Open-EO / openeo-geotrellis-extensions

Java/Scala extensions for Geotrellis, for use with OpenEO GeoPySpark backend.
Apache License 2.0
5 stars 3 forks source link

load_stac to 429 Too Many Requests #299

Closed EmileSonneveld closed 2 weeks ago

EmileSonneveld commented 1 month ago

The following snippet triggers a 429 error. A backoff strategy or polling mechanism could avoid that

import openeo

url = ""
connection = openeo.connect(url).authenticate_oidc()

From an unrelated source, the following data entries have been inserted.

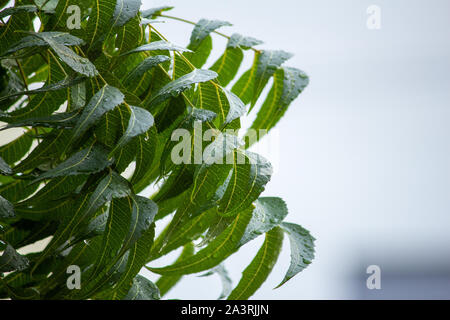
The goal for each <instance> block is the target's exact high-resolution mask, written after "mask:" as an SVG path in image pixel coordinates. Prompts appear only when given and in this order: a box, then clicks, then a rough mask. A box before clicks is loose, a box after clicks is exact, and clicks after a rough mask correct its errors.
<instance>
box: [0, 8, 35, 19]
mask: <svg viewBox="0 0 450 320" xmlns="http://www.w3.org/2000/svg"><path fill="white" fill-rule="evenodd" d="M37 10H38V7H36V6H35V5H32V4H31V5H21V6H16V7H10V8H6V9H4V10H2V11H0V19H3V18H6V17H7V16H10V15H14V14H16V13H18V12H36V11H37Z"/></svg>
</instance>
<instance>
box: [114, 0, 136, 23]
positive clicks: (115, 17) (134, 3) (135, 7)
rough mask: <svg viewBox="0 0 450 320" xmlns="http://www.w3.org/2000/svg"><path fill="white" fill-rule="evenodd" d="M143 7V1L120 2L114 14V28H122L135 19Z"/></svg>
mask: <svg viewBox="0 0 450 320" xmlns="http://www.w3.org/2000/svg"><path fill="white" fill-rule="evenodd" d="M140 7H141V0H118V1H117V2H116V7H115V9H114V14H113V19H112V20H113V27H121V26H123V25H124V24H125V23H127V22H128V21H130V20H131V19H132V18H133V17H135V16H136V15H137V14H138V12H139V8H140Z"/></svg>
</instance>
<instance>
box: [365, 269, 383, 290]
mask: <svg viewBox="0 0 450 320" xmlns="http://www.w3.org/2000/svg"><path fill="white" fill-rule="evenodd" d="M366 273H367V274H370V276H369V277H368V278H367V280H366V286H367V289H369V290H374V289H376V290H380V289H381V268H380V267H379V266H377V265H375V264H373V265H370V266H368V267H367V269H366Z"/></svg>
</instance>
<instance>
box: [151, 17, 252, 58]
mask: <svg viewBox="0 0 450 320" xmlns="http://www.w3.org/2000/svg"><path fill="white" fill-rule="evenodd" d="M159 16H160V17H162V18H167V19H172V20H176V21H180V22H184V23H188V24H192V25H194V26H195V25H197V24H196V23H195V22H193V21H190V20H186V19H183V18H178V17H174V16H169V15H166V14H160V15H159ZM212 33H215V34H217V35H219V36H221V37H224V38H226V39H228V40H230V39H231V37H230V36H228V35H226V34H225V33H222V32H219V31H216V30H214V31H212ZM250 49H251V50H253V51H255V52H259V50H257V49H255V48H250Z"/></svg>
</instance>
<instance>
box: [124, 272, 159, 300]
mask: <svg viewBox="0 0 450 320" xmlns="http://www.w3.org/2000/svg"><path fill="white" fill-rule="evenodd" d="M160 298H161V296H160V293H159V289H158V287H157V286H156V285H155V284H154V283H153V282H151V281H150V280H148V279H147V278H145V277H143V276H140V275H137V276H136V277H135V278H134V280H133V286H132V287H131V288H130V291H128V293H127V295H126V296H125V297H124V298H123V300H159V299H160Z"/></svg>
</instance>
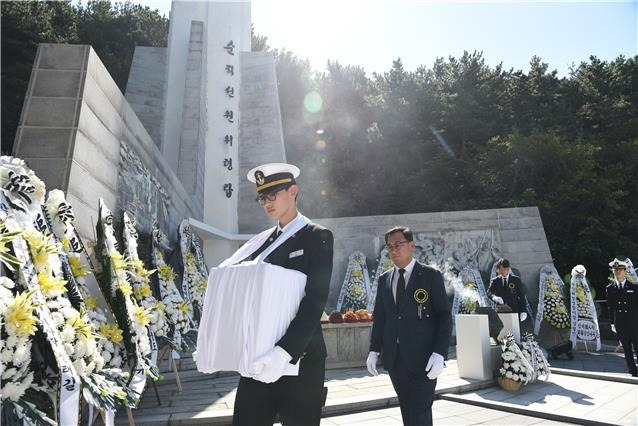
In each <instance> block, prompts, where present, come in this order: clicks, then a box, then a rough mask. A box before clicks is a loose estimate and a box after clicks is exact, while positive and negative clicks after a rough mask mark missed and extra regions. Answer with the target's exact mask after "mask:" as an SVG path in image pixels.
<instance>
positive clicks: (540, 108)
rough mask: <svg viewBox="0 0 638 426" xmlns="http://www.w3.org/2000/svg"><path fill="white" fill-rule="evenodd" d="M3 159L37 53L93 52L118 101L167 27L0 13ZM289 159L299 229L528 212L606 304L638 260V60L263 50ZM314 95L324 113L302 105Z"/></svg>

EXTENT = dict(zip(["west", "south", "east", "north"],
                  [5.318868004541495, 50.628576059801816, 5.3334400271343725, 50.637843899562576]))
EXTENT['crs'] = "EPSG:4326"
STARTDATE = '2022-01-01'
ENDDATE = '2022-03-31'

meteo_cube = connection.load_stac("", spatial_extent=EXTENT,
                                  temporal_extent=[STARTDATE, ENDDATE], bands=["2m_temperature_mean"])
job = meteo_cube.create_job()
py4j.protocol.Py4JJavaError: An error occurred while calling z:org.openeo.geotrellis.geotiff.package.saveRDDTemporal. : org.apache.spark.SparkException: Job aborted due to stage failure: Task 18 in stage 4.0 failed 4 times, most recent failure: Lost task 18.3 in stage 4.0 (TID 119) ( executor 2): scalaj.http.HttpStatusException: 429 Error: HTTP/1.0 429 Too Many Requests
    at scalaj.http.HttpResponse.throwIf(Http.scala:156)
    at scalaj.http.HttpResponse.throwError(Http.scala:168)
    at org.openeo.geotrellis.CustomizableHttpRangeReader.totalLength$lzycompute(CustomizableHttpRangeReader.scala:22)
    at org.openeo.geotrellis.CustomizableHttpRangeReader.totalLength(CustomizableHttpRangeReader.scala:10)
    at geotrellis.util.StreamingByteReader.ensureChunk(StreamingByteReader.scala:109)
    at geotrellis.util.StreamingByteReader.get(StreamingByteReader.scala:130)
    at geotrellis.raster.geotiff.GeoTiffReprojectRasterSource.$anonfun$tiff$1(GeoTiffReprojectRasterSource.scala:46)
    at scala.Option.getOrElse(Option.scala:189)
    at geotrellis.raster.geotiff.GeoTiffReprojectRasterSource.tiff$lzycompute(GeoTiffReprojectRasterSource.scala:43)
    at geotrellis.raster.geotiff.GeoTiffReprojectRasterSource.tiff(GeoTiffReprojectRasterSource.scala:40)
EmileSonneveld commented 1 month ago

The request requires credentials. To quickly inspect the error, you can paste the following snippet in the console of

function badGet(url) {
      let res = null;
      const xhttp = new XMLHttpRequest();
      xhttp.onreadystatechange = function () {
       if (xhttp.readyState === 4)
         if(xhttp.status < 200 || xhttp.status >= 300){
           document.body.append("badGet: " + xhttp.message);
           throw new Error("badGet: " + xhttp.message);
     }"GET", url);

     return res;

for(var i=0; i<100; i++){
EmileSonneveld commented 1 month ago

This works on now. The example process graph encountered 30 times a 429 error, but got trough after retrying

bossie commented 1 month ago

BTW for retries you can use Failsafe; the SHub module also uses it:

if you're not taking a Retry-After header into account this should become a great deal simpler.

JeroenVerstraelen commented 3 weeks ago

@bossie review

EmileSonneveld commented 2 weeks ago

Got this issue when running on The last MR is not depoyed there yet, but I'd like to keep this ticket open till the cause is found. (Also with this fix deployed on, this error occurs) Exception while determining data type of asset in collection Detailed message: requirement failed: Server doesn't support ranged byte reads job_id: j-240628ca5e454cabbb16b64caacb2e8d

EmileSonneveld commented 2 weeks ago

Nevermind, it works on and does not need to work on Terrascope, as the the native AGERA5 layer is available there.